Feministische Kampfansagen und politischer Widerstand erfüllen den Raum, wenn Miss Bolivia internationale Bühnen betritt, und das inzwischen seit ganzen 16 Jahren. Die Rapperin verschafft sich Gehör auf globaler Ebene und zeigt, dass queerer, intersektionaler Feminismus schon lange kein Randthema mehr darstellt. Ihre Worte kommen direkt, laut und unmissverständlich daher – und das ist auch gut so. Denn der Weg zur Selbstbestimmung von FLINTAs erweist sich in Lateinamerika als leider kein leichter. In ihren Tracks fusioniert die Künstlerin Einflüsse von lateinamerikanischer Cumbia, Rap, Reggaeton und Dancehall.
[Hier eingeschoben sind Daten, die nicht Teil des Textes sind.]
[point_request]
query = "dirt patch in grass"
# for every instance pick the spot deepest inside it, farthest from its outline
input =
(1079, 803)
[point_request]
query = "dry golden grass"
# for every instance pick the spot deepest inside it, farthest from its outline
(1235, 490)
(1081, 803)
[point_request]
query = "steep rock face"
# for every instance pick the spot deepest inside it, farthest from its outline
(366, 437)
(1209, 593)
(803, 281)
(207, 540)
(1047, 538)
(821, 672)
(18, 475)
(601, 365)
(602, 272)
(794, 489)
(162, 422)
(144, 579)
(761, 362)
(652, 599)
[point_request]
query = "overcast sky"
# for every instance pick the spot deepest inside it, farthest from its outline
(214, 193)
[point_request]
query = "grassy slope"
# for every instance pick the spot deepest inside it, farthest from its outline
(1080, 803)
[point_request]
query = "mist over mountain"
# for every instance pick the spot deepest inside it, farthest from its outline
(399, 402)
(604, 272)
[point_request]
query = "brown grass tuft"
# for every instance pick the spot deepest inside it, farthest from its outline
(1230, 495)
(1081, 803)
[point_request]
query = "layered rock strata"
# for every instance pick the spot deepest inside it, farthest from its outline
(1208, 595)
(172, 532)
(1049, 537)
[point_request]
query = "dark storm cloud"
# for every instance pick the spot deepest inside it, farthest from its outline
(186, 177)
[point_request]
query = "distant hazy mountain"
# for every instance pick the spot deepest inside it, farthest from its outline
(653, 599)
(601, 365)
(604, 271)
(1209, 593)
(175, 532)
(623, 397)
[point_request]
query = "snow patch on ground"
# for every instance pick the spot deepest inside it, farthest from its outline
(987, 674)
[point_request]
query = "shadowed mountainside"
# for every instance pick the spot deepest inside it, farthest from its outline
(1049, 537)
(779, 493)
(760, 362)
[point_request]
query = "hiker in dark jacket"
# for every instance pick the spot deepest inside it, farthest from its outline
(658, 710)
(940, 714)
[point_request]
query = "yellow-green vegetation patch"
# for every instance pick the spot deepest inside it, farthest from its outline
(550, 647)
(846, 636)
Am 1. April 1976 wird María Paz Ferreyra in Buenos Aires, Argentinien geboren. Als junge Erwachsene entdeckt sie das Schlagzeugspielen und die Prosa für sich. Durch die große Liebe zum Rhythmus und zum Schreiben sowie ihr wachsendes Interesse an der HipHop-Szene entsteht der Wunsch, ihre Worte in Reime umzuwandeln und diese in eigenen Rap-Texten und Liedern auszudrücken. Neben der Musik absolviert Paz Ferreyra ihr Psychologie-Studium an der Universidad de Buenos Aires, an der sie anschließend als Dozentin arbeitet. In der argentinischen Hauptstadt beginnt 2008 auch ihre musikalische Karriere. 2013 erscheint ihre bis heute erfolgreichste Single „Tomate el Palo“, die ganz Lateinamerika in kürzester Zeit erobert und auf Youtube über 56 Millionen Aufrufe erreicht.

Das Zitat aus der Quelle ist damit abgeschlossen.